One of the other guides brings a drink to his tourists, to toast to sunset, he explains in a broken German.
My folks don't seem so keen on staying for sunset, so discretely we start to climb down the stairs of the tower. Two floors down five Howler monkeys are resting on the wooden rails.
Quite strange with all the trees around. We guess that probably they are fed by tourists and guides sometimes, it's a bad habit of many pousadas here. Still it is fascinating to observe them so close-up. They lie there almost motionless and apparently unbothered by us, but their expression seems to reflect an ancient sorrow.
It's already getting dark and I don't like taking pictures of animals with flash so I increase the ISO speed of my camera to the maximum. Of course I'll forget to put it back to normal tomorrow.
After a short while all the others descend the tower and obviously it's a festival of flashlights... and a traffic jam on the steep staircase. We wait for Julinho at the bottom of the tower and then walk back in the darkness through the boardwalk.
Aldo asks if we can have another 'pastel and beer' stop at Bararas, I think they are a bit fed-up with the rice and beans diet...
While they are eating their 'pasteis' a couple of Dutchs on bycicles stops and Julinho helps them to fix some problem. It was quite funny, the woman just walked towards him asking if he was Julinho; she had written asking for tour advice and recognized him here in the darkness. He is quite a celebrity ...
Back at Pouso Alegre we have a light dinner, then the Baficos go to pack their stuff. We are leaving tomorrow morning for our last destination, the Pousada Piuval, at the beginning of the Transpantaneira.

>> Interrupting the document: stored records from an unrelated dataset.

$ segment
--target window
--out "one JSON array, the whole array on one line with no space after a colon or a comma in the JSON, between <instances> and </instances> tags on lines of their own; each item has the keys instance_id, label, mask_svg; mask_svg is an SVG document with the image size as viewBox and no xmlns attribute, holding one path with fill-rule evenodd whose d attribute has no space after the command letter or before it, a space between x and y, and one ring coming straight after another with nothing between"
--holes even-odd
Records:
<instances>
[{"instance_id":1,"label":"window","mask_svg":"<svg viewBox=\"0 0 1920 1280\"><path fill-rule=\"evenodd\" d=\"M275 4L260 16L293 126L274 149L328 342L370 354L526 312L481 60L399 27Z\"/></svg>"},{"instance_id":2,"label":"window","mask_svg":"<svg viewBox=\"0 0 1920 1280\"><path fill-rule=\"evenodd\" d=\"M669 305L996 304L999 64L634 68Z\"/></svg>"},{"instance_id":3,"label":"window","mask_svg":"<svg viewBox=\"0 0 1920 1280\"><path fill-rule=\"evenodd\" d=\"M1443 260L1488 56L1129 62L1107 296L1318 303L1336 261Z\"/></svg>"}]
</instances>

I linger around a bit with Luiz and a young Brazilian biologist, then I reach my room too. I remember Julinhos advice on looking for ticks on my body and in fact my belly and bottom are covered with almost invisible ticks... It takes quite some time to get them off and now, after almost two months I still have a strange nibble on my head that probably is a head of one of them.
The Americans are leaving tonight after a long stay here, so there is a lot of traffic between the rooms with clothes, bags, books etc. flying around...
There I find out that the hammocks with the mosquito nets were theirs and not of the pousada, that's why Luiz hadn't understood my worries about the mosquitos on our first day.
One of the girls stops by my room to talk a little, she is American but her father is Brazilian and her mother from the Filippines. This is the first time she comes to Brazil and she is terribly excited about it. After a while she hurries away and Julinho arrives. he is sleeping with the driver who is taking the Americans to the airport tonight...and the guy is snoring so loud that he just could not sleep. We chat for a while on the small veranda and he helps me to get rid of the remaining ticks. It's a gorgeous night and I'm really sorry to leave this place.